Mentre tutti gli occhi sono puntati sull'iPhone 3G che tra poche ore sbarcherà nei negozi di mezzo mondo, in pochi sembrano interessarsi a quella che potrà essere la prossima rivoluzione targata Apple. Che non riguarda tanto la componente hardware del nuovo dispositivo (di cui ormai sappiamo tutto e il contrario di tutto), quanto gli innovativi software che potranno girare sul melafonino di Cupertino. Sfruttando la coda lunga di hype che ha accompagnato l'annuncio di Steve Jobs dello scorso 9 giugno, Apple ha ben pensato di accompagnare il lancio dell'iPhone 3G con l'apertura dell'App Store, un market-place online di programmi e servizi pensati ad hoc per l'iPhone e che potranno essere realizzati anche da terzi. E' la prima volta che Apple si apre in maniera così esplicita all'esterno e forse un motivo ci sarà: la prossima battaglia degli smartphone non si giocherà sulle caratteristiche hardware (ormai tutti i principali player stanno inseguendo e "clonando" il modello Apple) quanto sul cuore del sistema. E questo lo sa bene Steve Jobs, che di recente è tornato a sottolineare come il nuovo iPhone rappresenti soprattutto una nuova piattaforma di computing, che permetterà di fare quel salto di qualità che fino ad ora è mancato nella telefonia mobile. App Store, il modello di business Concorrenza? La gestione del rapporto con gli sviluppatori rappresenterà la parte più delicata del business legato all'iPhone. L'investitore Matt Murphy ha messo a disposizione 100 milioni di euro per supportare le start-up interessate a creare nuovi applicativi per iPhone. Ha già ricevuto oltre 2000 richieste e la sua società intende finanziarne almeno un centinaio. Ma come reagirà Cupertino a questa invasione di applicativi? E' presto per saperlo, ma intanto Murphy sottolinea: "La vera promessa dell'iPhone sono gli sviluppatori. Se li soffochi, ci sono un sacco di altre piattaforme ad aspettarli". E in effetti, Apple non è la prima azienda ad aver introdotto un modello di business simile. Anche Microsoft, R.I.M, Nokia e Symbian corteggiano da tempo gli sviluppatori. Palm può contare su oltre 30.000, mentre Microsoft ha dichiarato di disporre di un parco di 18.000 applicazioni disponibili per il suo sistema operativo.

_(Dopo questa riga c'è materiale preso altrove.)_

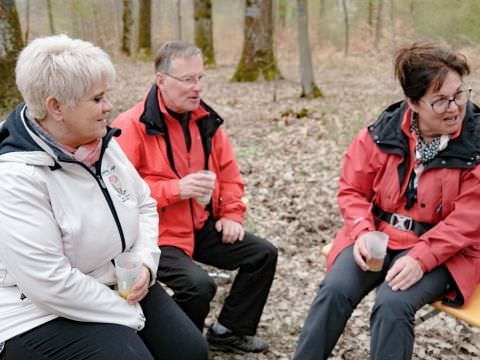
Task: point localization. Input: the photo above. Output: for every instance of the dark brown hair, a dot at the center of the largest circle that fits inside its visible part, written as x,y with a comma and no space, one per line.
424,65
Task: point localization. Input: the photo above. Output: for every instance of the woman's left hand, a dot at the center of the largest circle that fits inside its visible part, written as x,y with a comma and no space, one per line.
404,273
140,288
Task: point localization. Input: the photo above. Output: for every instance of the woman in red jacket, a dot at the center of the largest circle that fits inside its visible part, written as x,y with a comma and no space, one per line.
413,175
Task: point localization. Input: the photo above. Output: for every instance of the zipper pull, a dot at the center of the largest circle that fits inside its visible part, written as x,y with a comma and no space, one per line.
100,180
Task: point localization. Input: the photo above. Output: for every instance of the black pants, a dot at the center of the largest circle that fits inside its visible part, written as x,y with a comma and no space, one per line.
255,260
392,322
168,334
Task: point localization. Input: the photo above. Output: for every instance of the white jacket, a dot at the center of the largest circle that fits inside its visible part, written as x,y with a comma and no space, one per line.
58,233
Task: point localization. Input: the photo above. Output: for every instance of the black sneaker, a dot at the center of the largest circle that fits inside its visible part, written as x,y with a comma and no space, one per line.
240,344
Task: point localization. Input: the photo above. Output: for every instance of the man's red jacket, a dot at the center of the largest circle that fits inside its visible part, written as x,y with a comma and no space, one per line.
155,143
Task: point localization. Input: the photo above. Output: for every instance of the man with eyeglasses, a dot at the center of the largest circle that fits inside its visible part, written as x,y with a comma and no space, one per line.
172,137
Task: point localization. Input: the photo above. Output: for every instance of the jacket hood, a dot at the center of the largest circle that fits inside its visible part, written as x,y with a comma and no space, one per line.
18,142
461,152
154,120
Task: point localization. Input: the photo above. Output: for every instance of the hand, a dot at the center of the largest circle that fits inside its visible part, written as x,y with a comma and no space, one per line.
140,288
195,185
404,273
231,230
360,251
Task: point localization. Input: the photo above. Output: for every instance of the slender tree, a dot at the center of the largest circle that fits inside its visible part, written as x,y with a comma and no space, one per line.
127,21
309,88
323,8
257,55
347,27
144,47
10,45
378,27
27,20
179,19
282,13
204,29
370,14
51,23
392,23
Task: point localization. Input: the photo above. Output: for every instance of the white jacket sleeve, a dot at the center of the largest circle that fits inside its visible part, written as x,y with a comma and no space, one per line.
31,248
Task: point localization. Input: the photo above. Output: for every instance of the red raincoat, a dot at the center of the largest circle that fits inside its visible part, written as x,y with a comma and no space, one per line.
376,170
144,140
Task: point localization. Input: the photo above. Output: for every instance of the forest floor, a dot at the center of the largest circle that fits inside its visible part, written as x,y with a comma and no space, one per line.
291,166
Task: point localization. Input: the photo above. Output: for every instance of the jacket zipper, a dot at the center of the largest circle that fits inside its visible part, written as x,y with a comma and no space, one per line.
108,198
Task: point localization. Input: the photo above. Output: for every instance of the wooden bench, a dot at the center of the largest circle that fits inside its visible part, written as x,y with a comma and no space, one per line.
469,312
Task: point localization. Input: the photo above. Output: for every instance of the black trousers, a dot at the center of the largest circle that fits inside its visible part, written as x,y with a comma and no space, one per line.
193,288
392,322
168,334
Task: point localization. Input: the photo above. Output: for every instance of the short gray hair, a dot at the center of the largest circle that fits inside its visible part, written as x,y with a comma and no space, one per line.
172,50
61,67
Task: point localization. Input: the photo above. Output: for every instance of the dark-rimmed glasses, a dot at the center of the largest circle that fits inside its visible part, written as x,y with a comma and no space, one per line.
440,106
187,80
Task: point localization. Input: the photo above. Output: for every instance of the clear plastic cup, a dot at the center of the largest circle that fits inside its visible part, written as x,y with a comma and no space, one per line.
127,268
376,242
204,200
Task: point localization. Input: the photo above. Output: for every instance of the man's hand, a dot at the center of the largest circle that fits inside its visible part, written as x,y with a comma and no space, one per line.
232,231
404,273
140,288
195,185
360,251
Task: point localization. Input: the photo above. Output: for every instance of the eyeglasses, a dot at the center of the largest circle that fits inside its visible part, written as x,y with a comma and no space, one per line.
188,80
440,106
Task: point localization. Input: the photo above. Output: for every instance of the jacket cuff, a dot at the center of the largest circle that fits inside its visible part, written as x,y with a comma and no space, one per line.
361,227
234,217
424,256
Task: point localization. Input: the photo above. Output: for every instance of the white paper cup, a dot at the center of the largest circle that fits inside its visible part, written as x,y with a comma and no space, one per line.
127,268
376,243
204,200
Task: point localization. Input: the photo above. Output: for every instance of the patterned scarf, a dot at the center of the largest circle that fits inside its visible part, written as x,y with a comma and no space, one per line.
427,151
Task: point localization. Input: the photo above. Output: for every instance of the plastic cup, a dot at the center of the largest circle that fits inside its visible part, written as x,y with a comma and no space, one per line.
376,243
127,268
204,200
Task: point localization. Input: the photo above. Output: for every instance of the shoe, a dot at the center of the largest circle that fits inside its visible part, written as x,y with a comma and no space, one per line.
240,344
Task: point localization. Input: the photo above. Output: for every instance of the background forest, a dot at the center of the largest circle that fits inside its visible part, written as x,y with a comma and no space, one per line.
289,147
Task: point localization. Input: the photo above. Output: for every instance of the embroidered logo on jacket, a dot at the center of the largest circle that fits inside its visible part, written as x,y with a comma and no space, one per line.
112,178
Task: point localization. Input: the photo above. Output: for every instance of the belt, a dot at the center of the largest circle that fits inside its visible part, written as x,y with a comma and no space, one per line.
401,222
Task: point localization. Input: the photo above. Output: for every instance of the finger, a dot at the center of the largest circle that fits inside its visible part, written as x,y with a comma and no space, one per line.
359,259
401,278
242,234
218,226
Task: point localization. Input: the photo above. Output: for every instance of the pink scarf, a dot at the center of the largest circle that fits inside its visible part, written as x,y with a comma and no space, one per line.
87,153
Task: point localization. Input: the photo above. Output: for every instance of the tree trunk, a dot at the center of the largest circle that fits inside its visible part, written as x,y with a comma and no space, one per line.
370,14
282,13
257,55
378,27
10,45
179,20
309,89
323,9
204,29
27,21
144,48
392,24
50,17
127,20
347,28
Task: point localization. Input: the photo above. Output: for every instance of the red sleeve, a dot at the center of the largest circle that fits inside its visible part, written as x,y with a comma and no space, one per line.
360,166
163,182
459,230
231,185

A regime App Store catalogherà circa 500 software sviluppati dai maggiori fornitori di servizi web e mobile (eBay, Facebook, Last.fm, etc). Ci si troverà di tutto, ma secondo gli analisti a farla da padrone saranno i videogame, insieme al social-networking, il mobile commerce e i servizi basati sulla localizzazione Gps (ad esempio, mettere in contatto tutti gli iPhoners che si trovano in una determinata zona o lanciare urban-games). Un quarto degli applicativi sarà rilasciato a costo zero: del restante 75%, una buona parte (il 67%) non costerà più di 9.99 dollari. I proventi delle vendite saranno divisi tra gli sviluppatori e la Apple secondo un rapporto di 70 a 30 che per molti versi è migliore rispetto a quanto avviene in altri settori aperti alla collaborazione degli sviluppatori.
Eppure, sono in molti ad avanzare perplessità su questo modello di business. O quanto meno ad andarci ancora con i piedi di piombo. Alla Apple spetterà sempre l'ultima parola su quali applicativi includere o meno nel proprio store. Come si comporterà di fronte a un servizio che vuole provare a vendere musica gratuitamente e così entrerà in concorrenza con iTunes? Una situazione del genere si presenterà presto a Steve Jobs. Rajeev Raman di Mywaves (un servizio per la visualizzazione gratuita di video su dispositivi mobili, già utilizzato sui Nokia e i BlackBerry) intende proporne una versione anche per l'App Store: "C'è la possibilitàdi un conflitto, perché loro non forniscono video gratis, mentre noi lo facciamo. Siamo interessati a portarlo su iPhone, ma allo stesso tempo non vogliamo investire in qualcosa per cui poi dovremo nasconderci con le mani dietro la schiena", ha spiegato Raman al NYTimes.